Jonathan Stafford: Everyday Leisure by the Sea: Democratising the Sublime
Vortrag im Rahmen des Workshops Everyday Quesions. Gender, Economic, and Cultural Practices in Maritime Early Modern and Modern Everyday Life (17th-20th Centuries), Fondazione Banco di Napoli, 5.–6.12.2024
Much has been written about the history of the seaside as a tourist destination: its early emergence as a place of romantic escape, where the sea’s enjoyment as a wild spectacle of nature contributed to the formation of the iconography of the sublime; and its later democratisation, as working-class crowds found respite from the world of labour in the mild dissipation provided by fairground rides.

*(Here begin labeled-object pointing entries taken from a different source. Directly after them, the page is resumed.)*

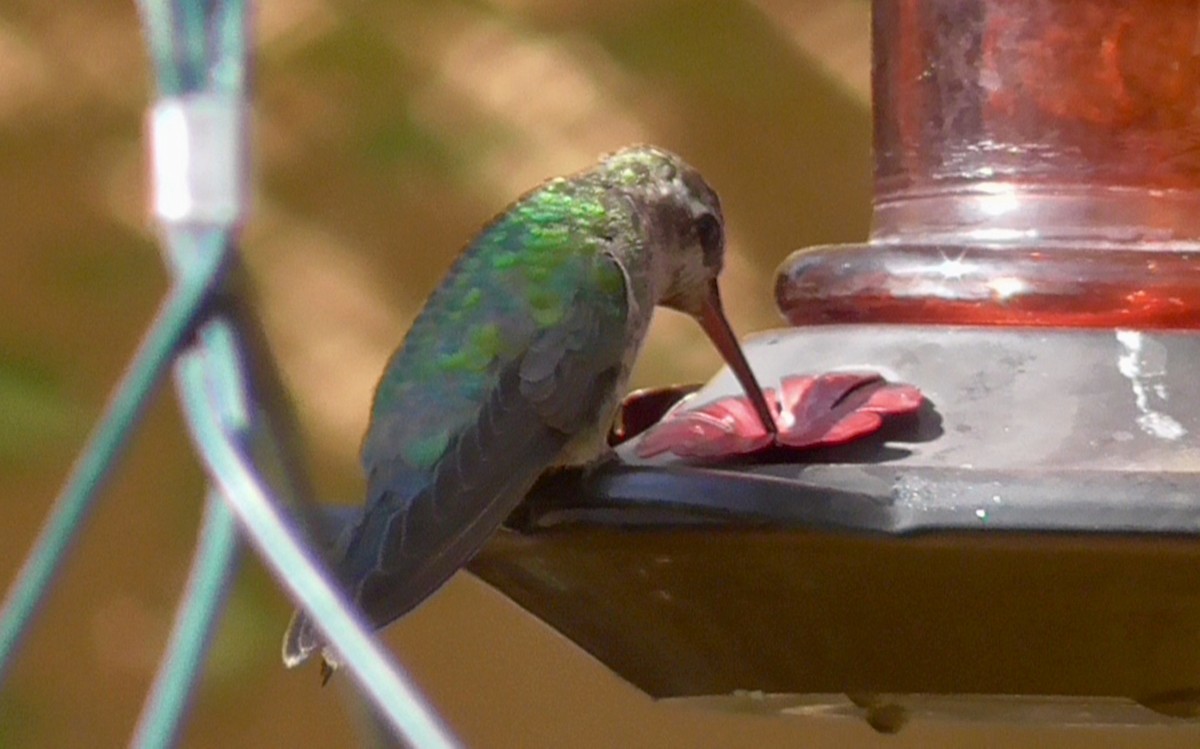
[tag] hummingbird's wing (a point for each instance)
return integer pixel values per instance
(420, 528)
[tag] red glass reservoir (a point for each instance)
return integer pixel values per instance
(1037, 162)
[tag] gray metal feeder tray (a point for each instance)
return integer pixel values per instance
(1023, 549)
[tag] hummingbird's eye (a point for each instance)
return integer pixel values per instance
(711, 238)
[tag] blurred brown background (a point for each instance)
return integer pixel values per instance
(387, 132)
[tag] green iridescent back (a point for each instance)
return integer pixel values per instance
(516, 279)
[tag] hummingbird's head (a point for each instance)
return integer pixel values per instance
(683, 238)
(682, 220)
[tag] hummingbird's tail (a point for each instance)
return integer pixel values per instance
(300, 640)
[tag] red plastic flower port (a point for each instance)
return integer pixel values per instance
(813, 412)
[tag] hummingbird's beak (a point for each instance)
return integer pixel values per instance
(712, 319)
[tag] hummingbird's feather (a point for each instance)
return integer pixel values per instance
(515, 366)
(487, 412)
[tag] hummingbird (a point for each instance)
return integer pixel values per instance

However, little has been done to connect these two distinct eras. Indeed, their respective aesthetic codes – their construction of maritime scenography, both textually and visually – manifest a palpable disconnect, with the sea’s wildness increasingly depicted as tamed and domesticated by technical and discursive means. Utilising paintings, photographs, posters, postcards, and textual sources, this paper explores the cultural and visual history of coastal tourism on the North East coast of England in the early Twentieth Century, foregrounding the terrifying spectacle of nature – epitomised in the shipwreck – as a means to unpick the considerable continuities in these very different experiences of seaside leisure. The frisson of voyeuristic terror provided by the image of shipwreck, I will argue, was a latent presence in the sensation of danger simulated by the fairground. As leisure became democratised, however, the popular entertainment forms which became ubiquitous in British coastal resorts were persistently haunted by an excess which was doubled: both the sea and the holiday-maker as a mass were perceived as threatening forces of nature which needed to be controlled.
Der Kulturhistoriker Jonathan Stafford ist wissenschaftlicher Mitarbeiter im Projekt Archipelagische Imperative. Schiffbruch und Lebensrettung in europäischen Gesellschaften seit 1800.